La riflessione e l'appello del tecnico Cocilova: «Ad oggi 4 dei positivi si sono negativizzati, 5 ancora no. Come quasi tutti in A2, non siamo professionisti, dobbiamo pensare prima a famiglia e lavoro. Fermiamoci»

Pallamano Chiaravalle- Sassari

CHIARAVALLE – «La Serie A2? Dovrebbe fermarsi fino al 2021». Così Albano Cocilova, da tredici stagioni tecnico della Pallamano Chiaravalle che racconta, a campionato fermo e in vista di quella che è la riapertura attualmente prevista per il 12 dicembre, l’esperienza del suo team in epoca Covid.

«La squadra di A2 non si allena più dal 2 novembre. Pochi giorni dopo – spiega il tecnico- due dei nostri ragazzi hanno mostrato, per un solo giorno, sintomi influenzali e sono risultati positivi al tampone. Da lì, tramite un controllo a tappeto, abbiamo scoperto un totale di nove giocatori positivi, tutti asintomatici.  Ad oggi, quattro si sono negativizzati e cinque ancora no. Al momento per noi il problema principale non è iniziare di nuovo ad allenarsi – cosa che cercheremo di fare già lunedì facendo prima un tampone di sicurezza a tutti gli atleti- ma il fatto che parecchi giocatori hanno paura di ricominciare».
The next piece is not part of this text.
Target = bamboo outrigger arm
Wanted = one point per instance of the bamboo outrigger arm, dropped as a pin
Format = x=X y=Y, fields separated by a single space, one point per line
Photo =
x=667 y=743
Una ripresa che secondo Cocilova andrebbe evitata: «Personalmente non riesco a condividere la scelta della Federazione di ripartire a dicembre quando si poteva aspettare gennaio. I tamponi preventivi, seppur utili, non sono il modo di ovviare al problema. Lo stiamo vedendo anche in A1, ogni sabato due o tre partite saltano. Noi avremmo seri problemi a mettere in campo una squadra in questo momento, i nostri giocatori, come quasi tutti in A2, non sono professionisti e devono pensare prima alla famiglia e al lavoro. Per questo credo sia meglio aspettare altri 20 giorni, almeno fino al 2021, per vedere se ci sono cambiamenti importanti in tutta Italia sul numero dei contagi e sulla diffusione del virus».
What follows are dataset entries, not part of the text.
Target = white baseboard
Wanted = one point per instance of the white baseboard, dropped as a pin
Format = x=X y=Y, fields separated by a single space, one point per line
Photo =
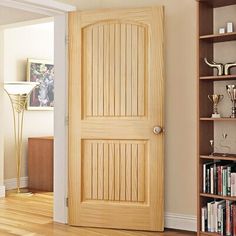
x=12 y=183
x=2 y=191
x=172 y=220
x=182 y=222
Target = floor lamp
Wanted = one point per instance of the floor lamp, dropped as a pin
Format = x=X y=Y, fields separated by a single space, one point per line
x=19 y=93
Altre società si sono espresse in maniera favorevole al riavvio. «Non riesco a capire la voglia di continuare delle altre squadre- dice Cocilova- ma credo dipenda dal fatto che finora sono stati fortunati a non avere casi in squadra. Oltretutto ci sono problemi logistici: allo stato attuale dobbiamo giocare anche nelle zone rosse, dobbiamo capire come poterci muovere. Ad esempio: quante persone possono salire su di un solo pulmino? Nei viaggi si entra in contatto con molte altre persone aggiungendo fattori di rischio anche solo per fare benzina. Altro punto poco chiaro: i giocatori finora positivi, a cosa vanno incontro dal punto di vista sportivo una volta negativizzati? Stando alle attuali normative non si capisce bene cosa deve fare chi è risultato positivo. Servono test approfonditi? Anche per questo credo sia meglio fermarsi ora per ripartire in sicurezza più avanti. La pallamano non è come il calcio, se c’è un positivo tutta la squadra rischia la quarantena, con tutti i problemi annessi sul posto di lavoro».
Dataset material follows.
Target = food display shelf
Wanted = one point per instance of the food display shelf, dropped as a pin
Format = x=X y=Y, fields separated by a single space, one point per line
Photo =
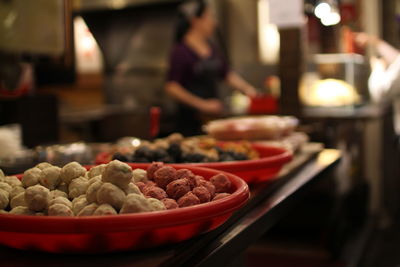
x=269 y=203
Secondo Cocilova: «Noi siamo stati fortunati e dobbiamo dare atto alla società per la risposta tempestiva messa in atto quando ha fatto fare un tampone di sicurezza a due ragazzi che hanno avuto la febbre a 38,5 per un unico giorno. Da qui ne sono usciti altri completamente asintomatici che però, purtroppo, in alcuni casi hanno passato il virus a dei familiari. La Federazione deve capire che la paura non è tanto il contagio tra i giocatori, ma il rischio che questi portano a casa. Non siamo professionisti, fermiamoci finché siamo in tempo».